If you pay close attention, there is actually quite a bit of non-human life coexisting in our daily lives in places such as your local park, community gardens or your green-thumbed front yard. Activities such as weekly health walks at your local park, climbing trees in your backyard or admiring and cultivating plants around you are all legitimate connections to nature. This recognition provides inclusion in the outdoors community for people who may not have easy access to outdoor spaces such as national and state parks.
Tell me about the partners you work with to advance outdoor access.
Latino Outdoors partnered with Recreation.gov in celebration of National Hispanic Heritage Month.
In California we have a partnership with the Midpeninsula Regional Open Space District and the Santa Clara Valley Open Space Authority to promote awareness on the importance of open space to the Latinx community in the greater Silicon Valley and Bay area regions.
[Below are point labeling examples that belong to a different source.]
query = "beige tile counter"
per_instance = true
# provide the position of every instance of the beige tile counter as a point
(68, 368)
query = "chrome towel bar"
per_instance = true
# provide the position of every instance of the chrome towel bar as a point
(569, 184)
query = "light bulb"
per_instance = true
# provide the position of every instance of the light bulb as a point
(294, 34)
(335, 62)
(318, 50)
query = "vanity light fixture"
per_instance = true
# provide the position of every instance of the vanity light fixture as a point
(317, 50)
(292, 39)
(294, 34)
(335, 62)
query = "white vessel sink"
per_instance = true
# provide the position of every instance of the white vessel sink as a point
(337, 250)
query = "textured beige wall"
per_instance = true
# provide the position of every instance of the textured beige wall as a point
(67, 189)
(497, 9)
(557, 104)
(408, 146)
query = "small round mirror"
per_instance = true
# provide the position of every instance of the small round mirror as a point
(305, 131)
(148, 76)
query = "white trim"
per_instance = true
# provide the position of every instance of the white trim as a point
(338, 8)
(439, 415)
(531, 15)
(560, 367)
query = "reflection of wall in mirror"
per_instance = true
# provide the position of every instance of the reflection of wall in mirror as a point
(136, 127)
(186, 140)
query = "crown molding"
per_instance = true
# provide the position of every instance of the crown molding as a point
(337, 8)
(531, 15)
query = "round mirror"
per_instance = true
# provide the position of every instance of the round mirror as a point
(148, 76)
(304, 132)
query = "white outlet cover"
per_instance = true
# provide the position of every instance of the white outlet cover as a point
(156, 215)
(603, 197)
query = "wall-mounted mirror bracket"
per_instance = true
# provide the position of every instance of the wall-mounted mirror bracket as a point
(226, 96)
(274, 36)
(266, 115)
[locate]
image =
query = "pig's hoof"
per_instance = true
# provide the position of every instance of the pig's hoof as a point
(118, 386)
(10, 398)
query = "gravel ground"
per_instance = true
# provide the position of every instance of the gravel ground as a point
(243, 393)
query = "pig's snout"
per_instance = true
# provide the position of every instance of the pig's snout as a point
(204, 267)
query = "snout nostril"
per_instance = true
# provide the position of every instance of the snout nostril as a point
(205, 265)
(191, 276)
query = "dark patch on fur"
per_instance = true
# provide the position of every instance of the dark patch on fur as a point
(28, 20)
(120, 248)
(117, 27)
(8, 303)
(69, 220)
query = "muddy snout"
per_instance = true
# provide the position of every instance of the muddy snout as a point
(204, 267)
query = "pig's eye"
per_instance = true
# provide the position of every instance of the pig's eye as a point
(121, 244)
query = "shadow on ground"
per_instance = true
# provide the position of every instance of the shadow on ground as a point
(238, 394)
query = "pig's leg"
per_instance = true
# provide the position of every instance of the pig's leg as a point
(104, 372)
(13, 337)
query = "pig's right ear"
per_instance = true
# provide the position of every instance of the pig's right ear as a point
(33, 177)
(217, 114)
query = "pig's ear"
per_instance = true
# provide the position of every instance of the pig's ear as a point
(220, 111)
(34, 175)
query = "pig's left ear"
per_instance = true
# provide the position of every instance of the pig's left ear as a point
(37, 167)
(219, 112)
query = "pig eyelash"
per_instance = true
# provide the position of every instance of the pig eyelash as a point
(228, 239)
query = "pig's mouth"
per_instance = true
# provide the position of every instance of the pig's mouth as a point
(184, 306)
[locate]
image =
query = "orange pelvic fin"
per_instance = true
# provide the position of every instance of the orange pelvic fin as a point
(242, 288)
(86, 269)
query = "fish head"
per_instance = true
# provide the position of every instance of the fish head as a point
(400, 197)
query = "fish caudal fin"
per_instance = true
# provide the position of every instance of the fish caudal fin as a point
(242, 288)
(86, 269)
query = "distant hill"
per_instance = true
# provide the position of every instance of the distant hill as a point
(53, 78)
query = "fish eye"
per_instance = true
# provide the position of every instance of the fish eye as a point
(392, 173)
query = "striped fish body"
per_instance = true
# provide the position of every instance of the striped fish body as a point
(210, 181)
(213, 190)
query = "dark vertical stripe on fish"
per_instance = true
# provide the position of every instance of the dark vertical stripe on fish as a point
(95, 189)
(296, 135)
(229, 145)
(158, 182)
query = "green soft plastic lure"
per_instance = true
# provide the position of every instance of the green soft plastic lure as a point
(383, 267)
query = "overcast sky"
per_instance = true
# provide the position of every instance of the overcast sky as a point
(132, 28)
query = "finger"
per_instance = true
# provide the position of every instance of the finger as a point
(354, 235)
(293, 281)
We also work with REI, Bay Area Wilderness Training, Hispanic Access Foundation, HECHO (Hispanics Enjoying Camping, Hiking, and the Outdoors), GreenLatinos, Hispanic Federation and others to build the community and promote as many opportunities for outdoor access as we can.
2016 has been a major year for Latino Outdoors. Tell me about the progress you’ve made.
By the end of 2016 we will have done a lot of work on our strategic plan, put our voice on the national level around several monument designations and other public land priorities, kicked off the next phase of our organization and established several strong regional communities. To top that off, we will be coming out with a film to showcase snapshots of the diversity and power of this community.
Tell us more about yourself and three things you are most passionate about.
I like to think of myself as a product of the meshing between a few identities—true to the mestizaje (mixture) that is a Latinx identity. Some of those identities include being a teacher, an artist, a conservationist and a Chicano.
One of my passions is promoting access to knowledge, specifically for the Latinx/Chicanx community in regards to the engagement and inclusion between our cultura and the conservation movement.
Another passion of mine is the promotion of conservationist ideals in decision-making spaces such as the local, state and federal government with the goal of improving the ways in which humans can sustainably coexist with our planet.
A third passion of mine is the commitment I’ve made to protect and advocate for the cultura of my Latinx/Chicanx community. An elder once told me, “TXicanos are descendants of guards of Tenochtitlan, they were guards of traditions and practices and thus to be a Chicano is to be a defender of the culture.”
Chicanismo, pride in heritage as a Mexican-American, is a passion in and of itself.